The Court (Judge Srinivasan, joined by Judges Rogers and Tatel) agreed with the district court that the Department had not carried its burden to invoke the deliberative process privilege. It therefore affirmed the district court’s grant of summary judgment to CREW on CREW’s FOIA claim.
“Assessing whether a record is pre-decisional or deliberative necessarily requires identifying the decision . . . to which the record pertains.” The Court concluded that the Department had argued below that the decision to which the memorandum related was the decision whether to charge President Trump with obstruction of justice. In fact, the memorandum reflected deliberations on a different decision: what Attorney General Barr should communicate to Congress and to the public about his reading of the evidence in the Meuller Report.
The Court acknowledged that the memorandum may well have been privileged. But the government’s failure to describe the decision accurately was fatal; the Court declined to give it a second chance.
One thing puzzles me: the district court also ruled against the Government on the ground (not reached by the panel) that the memorandum was not pre-decisional. Although Attorney General Barr reviewed an advanced draft of the memorandum before he sent the letter to Congress, the Department did not finalize the memorandum until a few hours later. Does this holding not reflect a shared understanding that the decision at issue was what to say in the letter to Congress?
All of my puzzling aside, the moral of this week’s administrative law decisions is clear: Whether the question is costs, standing, or the decision to which a deliberative record relates, one may come to regret things left unsaid.
The final two decisions I will summarize are not about administrative law, but they are about laws that apply to administrators.
In Guffey v. Mauskopf, the Court (Judge Walker, joined by Judge Edwards) held unconstitutional provisions of the code of conduct of the Administrative Office of the United States Courts that prohibit its employees from engaging in partisan political expression outside of the office.
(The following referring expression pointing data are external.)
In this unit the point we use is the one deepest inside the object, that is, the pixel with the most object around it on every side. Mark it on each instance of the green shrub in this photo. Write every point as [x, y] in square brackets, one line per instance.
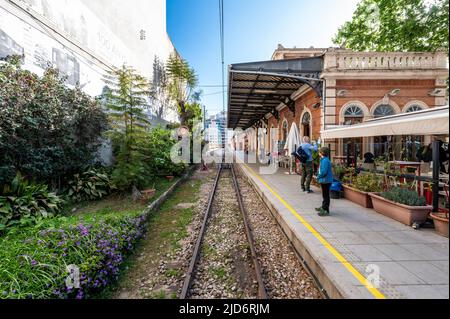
[404, 196]
[368, 182]
[27, 203]
[34, 260]
[90, 185]
[47, 130]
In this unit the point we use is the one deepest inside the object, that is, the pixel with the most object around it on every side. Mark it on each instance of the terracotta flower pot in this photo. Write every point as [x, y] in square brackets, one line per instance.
[440, 223]
[359, 197]
[405, 214]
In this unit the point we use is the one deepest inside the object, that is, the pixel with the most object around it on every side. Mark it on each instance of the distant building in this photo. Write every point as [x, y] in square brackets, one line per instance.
[215, 127]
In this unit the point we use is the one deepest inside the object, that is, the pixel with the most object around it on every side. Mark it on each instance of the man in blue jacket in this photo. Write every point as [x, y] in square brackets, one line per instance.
[307, 168]
[325, 178]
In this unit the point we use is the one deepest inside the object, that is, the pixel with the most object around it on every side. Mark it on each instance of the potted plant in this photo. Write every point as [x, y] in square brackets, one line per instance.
[440, 220]
[148, 194]
[358, 188]
[339, 171]
[403, 205]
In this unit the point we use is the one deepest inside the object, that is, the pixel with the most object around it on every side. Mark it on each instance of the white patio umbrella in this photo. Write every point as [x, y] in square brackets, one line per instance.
[292, 142]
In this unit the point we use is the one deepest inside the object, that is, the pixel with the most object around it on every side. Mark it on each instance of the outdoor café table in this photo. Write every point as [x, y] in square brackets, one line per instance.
[406, 164]
[342, 159]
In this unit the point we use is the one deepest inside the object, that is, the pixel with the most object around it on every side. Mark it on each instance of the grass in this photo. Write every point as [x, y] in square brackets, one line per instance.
[167, 227]
[21, 278]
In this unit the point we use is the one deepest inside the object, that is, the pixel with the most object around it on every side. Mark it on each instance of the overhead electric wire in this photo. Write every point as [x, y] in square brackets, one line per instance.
[222, 51]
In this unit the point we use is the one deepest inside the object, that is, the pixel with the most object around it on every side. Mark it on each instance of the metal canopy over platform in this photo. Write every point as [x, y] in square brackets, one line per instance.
[257, 88]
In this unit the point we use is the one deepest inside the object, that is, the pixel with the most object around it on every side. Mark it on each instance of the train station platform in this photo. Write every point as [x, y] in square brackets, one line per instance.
[347, 250]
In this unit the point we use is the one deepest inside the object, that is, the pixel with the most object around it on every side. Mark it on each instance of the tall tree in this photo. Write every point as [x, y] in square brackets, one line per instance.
[396, 25]
[127, 100]
[182, 84]
[161, 101]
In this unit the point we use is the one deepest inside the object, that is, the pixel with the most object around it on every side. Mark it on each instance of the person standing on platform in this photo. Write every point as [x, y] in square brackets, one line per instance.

Although recognizing that the government’s unique interests in its employees’ conduct allows it to regulate their speech in ways that it could not regulate the general public, it concluded that the Administrative Office had not carried its heavy burden to prove a that the regulated political activity threatens its operations. Judge Henderson dissented, relying on the Supreme Court’s decision in Williams-Yulee v. Florida Bar to hold that the Administrative Office had carried its burden.
Two items of note: First, the majority revised the district court’s blanket injunction to prohibit enforcement of the code of conduct only against the plaintiffs. The Court explains its reasons for tailoring the remedy well. The opinion is worth a read for that reason alone.
Second, both majority and dissent employ the sort of interest balancing that the Supreme Court recently rejected for the Second Amendment in NYSRPA v. Bruen. What does the Supreme Court’s decision bode for interest-balancing under the First Amendment?
Finally, in Fraternal Order of Police v. District of Columbia, the Court rejected a police union’s challenge to a District of Columbia statute that eliminates the right of D.C. police officers to bargain over procedures for disciplining individual officers. Although the legal questions do not appear to have been close in this case, the opinion (Judge Katsas, joined by Judges Rogers and Millett) makes for interesting reading for students of constitutional law. It marches briskly through legal doctrine concerning the Equal Protection Clause and the Due Process Clause, as well as two less familiar clauses: the Bill of Attainder Clause and the Contract Clause.
* Then-Judge, now Justice, Jackson was a member of the panel at argument but did not participate in the opinion.